Assim, podemos considerar que, em muitos casos, o uso de transgênicos pode ser até mais seguro que alimentos convencionais. No caso ambiental, isso já é verificado através da redução do uso de agroquímicos, de água e de combustível em lavouras transgênicas em comparação às tradicionais.
A doutora em Ciências Sociais e conselheira da Comissão Técnica Nacional de Biossegurança (
CTNBio),
Marijane Vieira Lisboa, alerta que a experiência com novas tecnologias aponta que, ao mesmo tempo em que elas resolvem problemas humanos e melhoram a qualidade de vida, também revelam - em geral, bem posteriormente - aspectos negativos impensados. Alguns exemplos são a relação entre mudanças climáticas e uso de combustíveis fósseis, a depredação da camada de ozônio e o uso de aerossóis, os agrotóxicos e as diversas doenças ocasionadas nos homens, entre outros.
"Por isso há a necessidade de uma cuidadosa avaliação sobre as vantagens oferecidas por uma tecnologia nova frente aos riscos potenciais. Uma rigorosa avaliação desses riscos, por sua vez, é praticamente impossível no caso de tecnologias tão novas quanto os transgênicos, pois seria necessário poder saber antecipadamente todos os possíveis efeitos colaterais que poderiam surgir para que se pudesse medir os seus riscos", ressalta.
Marijane alerta que, no caso dos transgênicos, não se tem adotado o mínimo de precaução. Os estudos feitos pelas empresas para avaliar a segurança dos produtos para a alimentação humana e animal são de curto prazo, com poucos animais e visando verificar algumas poucas alterações, segundo ela. "Por trás dos transgênicos existem cientistas cujas carreiras, laboratórios e instituições de pesquisas dependem do desenvolvimento de transgênicos.
As empresas de biotecnologia atuantes investem bilhões de dólares nessa pesquisa e desenvolvimento, não estando dispostas a perdê-los para aqueles poucos cientistas que investigam efeitos colaterais indesejados. Ou seja, não existe uma verdadeira controvérsia científica em torno dos transgênicos, pois os seus defensores se recusam a discutir seriamente os seus prováveis impactos e desqualificam sistematicamente os cientistas críticos. Basta consultar as atas da CTNBio para constatar como não há tal debate científico, em que pese os protestos de um pequeno número de cientistas e representantes de movimentos sociais que adotam uma atitude de precaução", assevera.
Relação de alimentos com OGM
De acordo com a doutora em Alimentos e Nutrição e membro da CTNBio,
Suzi Barletto Cavalli, ainda não há pesquisa científica na nutrição que traga informações detalhadas, como a descrição de quais são os elementos transgênicos que certo alimento possui, porque possui e quais são as alterações provocadas, além dos benefícios e malefícios dessas alterações, tanto no que diz respeito ao mundo dos produtores de alimento quanto dos consumidores.

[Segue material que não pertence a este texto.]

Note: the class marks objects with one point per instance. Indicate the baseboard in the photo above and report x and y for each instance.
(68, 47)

As alterações mais comuns dizem respeito à implantação de fragmentos DNA de bactérias, vírus ou fungos no DNA da planta, codificando a produção de herbicidas. Assim, as plantas que receberam esses genes produzem toxinas contra as pragas da lavoura, não necessitando de certos agrotóxicos.
Há também produtos que são modificados para se obter maior valor nutricional, como o arroz dourado da Suíça, muito rico em betacaroteno, substância precursora da vitamina A.
Alguns vegetais são modificados para resistirem ao ataque de vírus e fungos, como a batata, o mamão, o feijão e banana. Outros são modificados para que a produção seja aumentada e os vegetais sejam de maior tamanho. E existem também alimentos que têm o seu amadurecimento prolongado, resistindo por muito mais tempo após a colheita.